# Inferring Subsurface Information using Tidal Analysis

**Investigator**: Xunfeng Lu (PhD student)

The Earth’s surface can be considered a “free surface” acted upon by tidal forces. Natural stresses, such as earth tides, ocean tides, and atmospheric pressure load can deform the surface of the earth. Earth and ocean tides are products of lunar and solar tidal forces. To be specific, earth tides are the displacement of the solid earth’s surface and ocean tides are the periodic oscillations of sea level (see Figure 1). Atmospheric tides are periodic atmosphere pressure oscillations excited by the Sun’s heating, the moon’s gravitational force, and large-scale latent heat release due to deep convection in the tropics.

Earth, ocean, and atmospheric tides are naturally occurring and offer an opportunity to infer subsurface information. The downhole pressure in closed wells or water level in open wells may include periodic signals with dominantly diurnal and semidiurnal periods induced by earth tides, ocean tides, and atmospheric tides (see Figure 2). Using the oscillation signal, reservoir properties can be evaluated by calculating the phase difference and amplitude ratio between the recorded pressure/water level fluctuations and the corresponding theoretical tides.

The tidal analysis method has three advantages for inferring reservoir properties. Firstly, tidal analysis is a passive method so that the system does not experience any perturbation due to injection or pumping. Secondly, as a passive method, tidal analysis provides a cost-effective way to infer the subsurface information. Finally, continual forcing by the tide provides a good opportunity for long-term monitoring of CO_{2} plume migration and injected gas properties.

In this project, we have established a system of physical models to relate tidal signal characteristics with reservoir properties. Tidal analysis models have four dimensions of complexity: wellbore deformation, flow transient condition (well configuration), level of heterogeneity, and degree of confinement. The present models (marked with green) and unsolved problems (marked with light blue) are shown in Figure 3. An obvious observation is that there are a lot of unsolved problems of immediate importance to be solved to extend the application of tidal analysis.
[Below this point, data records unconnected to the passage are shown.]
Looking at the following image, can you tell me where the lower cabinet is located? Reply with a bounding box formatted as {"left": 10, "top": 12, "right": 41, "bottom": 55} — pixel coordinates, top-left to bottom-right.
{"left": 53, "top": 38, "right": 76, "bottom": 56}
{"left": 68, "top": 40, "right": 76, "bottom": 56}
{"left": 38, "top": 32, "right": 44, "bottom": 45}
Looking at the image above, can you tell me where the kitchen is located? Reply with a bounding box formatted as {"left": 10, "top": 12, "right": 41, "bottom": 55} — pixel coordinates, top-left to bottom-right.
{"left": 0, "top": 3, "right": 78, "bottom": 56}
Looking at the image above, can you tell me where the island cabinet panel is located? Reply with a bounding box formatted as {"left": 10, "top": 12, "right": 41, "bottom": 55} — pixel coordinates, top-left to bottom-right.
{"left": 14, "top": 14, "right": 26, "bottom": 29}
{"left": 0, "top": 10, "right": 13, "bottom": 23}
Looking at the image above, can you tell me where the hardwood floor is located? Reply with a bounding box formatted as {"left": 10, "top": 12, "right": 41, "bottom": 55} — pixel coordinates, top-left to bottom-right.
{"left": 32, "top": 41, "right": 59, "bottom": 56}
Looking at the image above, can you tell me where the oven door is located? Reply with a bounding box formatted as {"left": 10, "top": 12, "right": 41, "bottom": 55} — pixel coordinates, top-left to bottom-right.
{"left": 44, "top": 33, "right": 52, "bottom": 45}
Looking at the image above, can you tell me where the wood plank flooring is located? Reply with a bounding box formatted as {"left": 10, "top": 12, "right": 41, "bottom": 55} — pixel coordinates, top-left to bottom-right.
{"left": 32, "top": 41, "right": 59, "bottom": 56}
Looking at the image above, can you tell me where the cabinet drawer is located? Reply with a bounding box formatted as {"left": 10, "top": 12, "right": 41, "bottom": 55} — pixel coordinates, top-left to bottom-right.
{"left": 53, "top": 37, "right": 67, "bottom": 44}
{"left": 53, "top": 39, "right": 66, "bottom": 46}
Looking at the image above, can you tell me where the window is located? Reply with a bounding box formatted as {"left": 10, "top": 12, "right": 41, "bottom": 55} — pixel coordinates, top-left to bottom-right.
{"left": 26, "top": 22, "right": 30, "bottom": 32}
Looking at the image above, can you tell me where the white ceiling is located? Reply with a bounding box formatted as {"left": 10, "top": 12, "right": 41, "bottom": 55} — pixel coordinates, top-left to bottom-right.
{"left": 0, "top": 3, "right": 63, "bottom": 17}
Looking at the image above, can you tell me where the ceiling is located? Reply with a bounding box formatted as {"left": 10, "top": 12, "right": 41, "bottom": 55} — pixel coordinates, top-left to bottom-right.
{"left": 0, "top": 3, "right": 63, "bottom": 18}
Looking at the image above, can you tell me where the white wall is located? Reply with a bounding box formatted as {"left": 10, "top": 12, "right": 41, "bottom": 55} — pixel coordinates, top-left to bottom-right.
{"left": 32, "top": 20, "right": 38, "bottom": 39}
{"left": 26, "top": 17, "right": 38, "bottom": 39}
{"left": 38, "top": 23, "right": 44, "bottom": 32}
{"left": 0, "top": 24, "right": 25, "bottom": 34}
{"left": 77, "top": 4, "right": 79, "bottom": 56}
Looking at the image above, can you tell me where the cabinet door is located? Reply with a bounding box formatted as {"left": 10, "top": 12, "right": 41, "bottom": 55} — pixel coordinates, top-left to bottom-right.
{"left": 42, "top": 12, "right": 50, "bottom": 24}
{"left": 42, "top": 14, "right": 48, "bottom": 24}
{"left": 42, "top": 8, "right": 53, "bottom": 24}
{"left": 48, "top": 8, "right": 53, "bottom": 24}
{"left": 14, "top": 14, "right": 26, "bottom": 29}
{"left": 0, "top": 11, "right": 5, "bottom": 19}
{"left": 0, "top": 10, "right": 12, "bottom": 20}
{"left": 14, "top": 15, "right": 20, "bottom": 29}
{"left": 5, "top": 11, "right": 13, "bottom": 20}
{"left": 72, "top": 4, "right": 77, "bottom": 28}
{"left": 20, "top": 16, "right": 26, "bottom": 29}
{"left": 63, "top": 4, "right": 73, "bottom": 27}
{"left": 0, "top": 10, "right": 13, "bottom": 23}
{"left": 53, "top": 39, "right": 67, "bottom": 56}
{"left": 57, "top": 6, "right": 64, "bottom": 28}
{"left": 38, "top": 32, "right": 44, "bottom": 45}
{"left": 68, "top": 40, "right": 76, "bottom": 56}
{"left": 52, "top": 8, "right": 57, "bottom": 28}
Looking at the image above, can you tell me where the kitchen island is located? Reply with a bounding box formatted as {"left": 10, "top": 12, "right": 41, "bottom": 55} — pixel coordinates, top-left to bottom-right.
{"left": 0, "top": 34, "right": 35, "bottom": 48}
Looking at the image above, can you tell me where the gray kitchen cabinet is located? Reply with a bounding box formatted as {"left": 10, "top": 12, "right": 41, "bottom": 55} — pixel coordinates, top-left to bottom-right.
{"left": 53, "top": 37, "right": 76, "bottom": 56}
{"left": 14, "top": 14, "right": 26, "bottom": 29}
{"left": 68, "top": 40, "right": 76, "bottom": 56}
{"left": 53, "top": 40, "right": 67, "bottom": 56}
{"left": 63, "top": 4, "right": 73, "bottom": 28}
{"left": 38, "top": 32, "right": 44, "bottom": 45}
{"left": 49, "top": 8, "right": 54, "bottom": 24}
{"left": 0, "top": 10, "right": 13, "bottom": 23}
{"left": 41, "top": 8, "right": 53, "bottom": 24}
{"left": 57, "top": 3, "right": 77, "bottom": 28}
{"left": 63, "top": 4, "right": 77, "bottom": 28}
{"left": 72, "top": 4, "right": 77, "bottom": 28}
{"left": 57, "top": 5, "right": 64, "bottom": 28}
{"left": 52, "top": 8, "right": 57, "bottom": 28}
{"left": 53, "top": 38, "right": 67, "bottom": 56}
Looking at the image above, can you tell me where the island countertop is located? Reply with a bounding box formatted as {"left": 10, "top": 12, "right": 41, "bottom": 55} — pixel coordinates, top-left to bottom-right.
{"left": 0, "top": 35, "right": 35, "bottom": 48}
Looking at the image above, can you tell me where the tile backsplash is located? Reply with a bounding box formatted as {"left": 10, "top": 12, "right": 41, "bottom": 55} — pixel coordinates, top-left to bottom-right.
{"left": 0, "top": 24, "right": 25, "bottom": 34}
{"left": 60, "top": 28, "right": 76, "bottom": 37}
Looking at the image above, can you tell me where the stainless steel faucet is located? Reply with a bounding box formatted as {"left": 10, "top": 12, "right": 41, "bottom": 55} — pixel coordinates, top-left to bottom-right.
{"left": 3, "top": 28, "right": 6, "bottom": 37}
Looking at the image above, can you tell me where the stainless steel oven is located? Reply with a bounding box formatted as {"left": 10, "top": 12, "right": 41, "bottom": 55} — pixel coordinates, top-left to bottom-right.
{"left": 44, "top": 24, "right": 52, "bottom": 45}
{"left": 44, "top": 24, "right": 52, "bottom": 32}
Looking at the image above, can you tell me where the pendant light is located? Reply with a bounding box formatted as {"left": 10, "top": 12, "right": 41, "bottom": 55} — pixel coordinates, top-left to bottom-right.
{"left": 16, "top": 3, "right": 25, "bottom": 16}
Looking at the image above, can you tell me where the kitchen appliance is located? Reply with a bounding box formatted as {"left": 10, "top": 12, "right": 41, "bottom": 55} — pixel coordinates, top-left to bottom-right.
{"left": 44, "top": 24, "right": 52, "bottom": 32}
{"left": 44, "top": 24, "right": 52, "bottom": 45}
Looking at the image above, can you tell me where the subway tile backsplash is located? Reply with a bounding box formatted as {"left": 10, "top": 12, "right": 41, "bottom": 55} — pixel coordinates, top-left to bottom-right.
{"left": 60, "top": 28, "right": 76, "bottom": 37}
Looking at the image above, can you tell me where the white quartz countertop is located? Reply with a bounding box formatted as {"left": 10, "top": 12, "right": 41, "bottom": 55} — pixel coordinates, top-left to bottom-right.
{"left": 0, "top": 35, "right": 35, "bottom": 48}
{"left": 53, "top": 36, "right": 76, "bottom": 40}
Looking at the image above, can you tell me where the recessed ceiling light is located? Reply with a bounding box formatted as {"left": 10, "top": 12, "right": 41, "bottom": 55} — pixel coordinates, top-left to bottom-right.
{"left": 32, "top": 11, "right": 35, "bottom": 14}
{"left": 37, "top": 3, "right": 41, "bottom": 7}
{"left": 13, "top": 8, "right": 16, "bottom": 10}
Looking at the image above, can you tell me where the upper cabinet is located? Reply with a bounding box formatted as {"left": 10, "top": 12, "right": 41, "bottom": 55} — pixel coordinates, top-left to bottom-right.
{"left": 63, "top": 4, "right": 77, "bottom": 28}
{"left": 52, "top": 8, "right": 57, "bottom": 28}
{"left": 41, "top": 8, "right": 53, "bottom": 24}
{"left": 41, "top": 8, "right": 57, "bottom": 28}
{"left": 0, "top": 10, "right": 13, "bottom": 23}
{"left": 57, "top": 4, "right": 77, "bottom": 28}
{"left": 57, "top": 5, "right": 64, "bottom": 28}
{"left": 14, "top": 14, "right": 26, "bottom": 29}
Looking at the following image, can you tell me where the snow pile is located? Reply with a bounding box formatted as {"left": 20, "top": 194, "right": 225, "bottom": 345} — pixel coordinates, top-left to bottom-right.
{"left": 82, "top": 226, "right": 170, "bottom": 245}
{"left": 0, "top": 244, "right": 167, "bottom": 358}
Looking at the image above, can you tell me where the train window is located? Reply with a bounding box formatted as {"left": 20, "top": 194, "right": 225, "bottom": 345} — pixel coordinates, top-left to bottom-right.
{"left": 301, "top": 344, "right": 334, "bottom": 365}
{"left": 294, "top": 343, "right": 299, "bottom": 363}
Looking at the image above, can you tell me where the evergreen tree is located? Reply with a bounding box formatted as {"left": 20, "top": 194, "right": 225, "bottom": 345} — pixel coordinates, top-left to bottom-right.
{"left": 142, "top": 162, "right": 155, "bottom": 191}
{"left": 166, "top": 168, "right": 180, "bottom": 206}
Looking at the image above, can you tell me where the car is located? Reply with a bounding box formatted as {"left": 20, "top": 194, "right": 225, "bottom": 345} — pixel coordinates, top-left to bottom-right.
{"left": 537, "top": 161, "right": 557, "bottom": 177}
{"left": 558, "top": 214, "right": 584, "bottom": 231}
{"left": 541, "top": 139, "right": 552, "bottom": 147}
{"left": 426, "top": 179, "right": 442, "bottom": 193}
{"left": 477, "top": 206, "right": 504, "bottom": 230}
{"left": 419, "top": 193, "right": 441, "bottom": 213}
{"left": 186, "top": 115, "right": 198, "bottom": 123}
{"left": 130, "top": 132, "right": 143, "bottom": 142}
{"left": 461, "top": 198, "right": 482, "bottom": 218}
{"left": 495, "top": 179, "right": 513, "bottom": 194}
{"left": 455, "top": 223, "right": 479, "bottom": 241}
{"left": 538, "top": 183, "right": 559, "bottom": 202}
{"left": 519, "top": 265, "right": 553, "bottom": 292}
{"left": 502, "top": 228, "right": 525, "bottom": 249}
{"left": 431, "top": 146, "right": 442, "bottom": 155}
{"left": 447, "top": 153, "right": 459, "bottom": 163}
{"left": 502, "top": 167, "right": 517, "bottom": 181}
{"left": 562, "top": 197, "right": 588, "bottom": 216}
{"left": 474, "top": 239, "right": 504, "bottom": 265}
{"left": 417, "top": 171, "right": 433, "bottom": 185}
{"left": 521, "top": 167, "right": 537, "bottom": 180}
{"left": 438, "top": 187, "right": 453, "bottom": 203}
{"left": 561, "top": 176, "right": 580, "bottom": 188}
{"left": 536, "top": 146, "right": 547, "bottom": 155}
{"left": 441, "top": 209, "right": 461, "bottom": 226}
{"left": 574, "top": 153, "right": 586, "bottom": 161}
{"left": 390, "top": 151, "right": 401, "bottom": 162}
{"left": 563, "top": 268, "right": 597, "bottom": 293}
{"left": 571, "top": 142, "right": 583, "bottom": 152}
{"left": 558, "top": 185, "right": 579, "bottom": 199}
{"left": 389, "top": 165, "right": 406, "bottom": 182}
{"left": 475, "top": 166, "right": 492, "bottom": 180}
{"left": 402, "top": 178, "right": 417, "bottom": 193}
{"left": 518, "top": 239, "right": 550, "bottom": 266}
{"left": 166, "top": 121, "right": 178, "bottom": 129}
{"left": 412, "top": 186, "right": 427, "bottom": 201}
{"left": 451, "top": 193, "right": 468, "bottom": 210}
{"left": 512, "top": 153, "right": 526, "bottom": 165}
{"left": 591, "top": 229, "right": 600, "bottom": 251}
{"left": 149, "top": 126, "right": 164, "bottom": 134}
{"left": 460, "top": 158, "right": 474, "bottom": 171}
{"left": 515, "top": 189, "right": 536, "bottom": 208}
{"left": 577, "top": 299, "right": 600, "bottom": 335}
One result of our research is shown here (see Figure 4). The degree of reservoir confinement could be inferred once we calculate the amplitude ratio and phase difference between tidal signals included in downhole pressure and theoretical tides. S_{sa}, M_{m}, M_{f}, diurnal part and semidiurnal part are different tidal components that could be found, Table 1. S is skin factor and C_{D} is wellbore storage coefficient and H_{D} is leakage coefficient.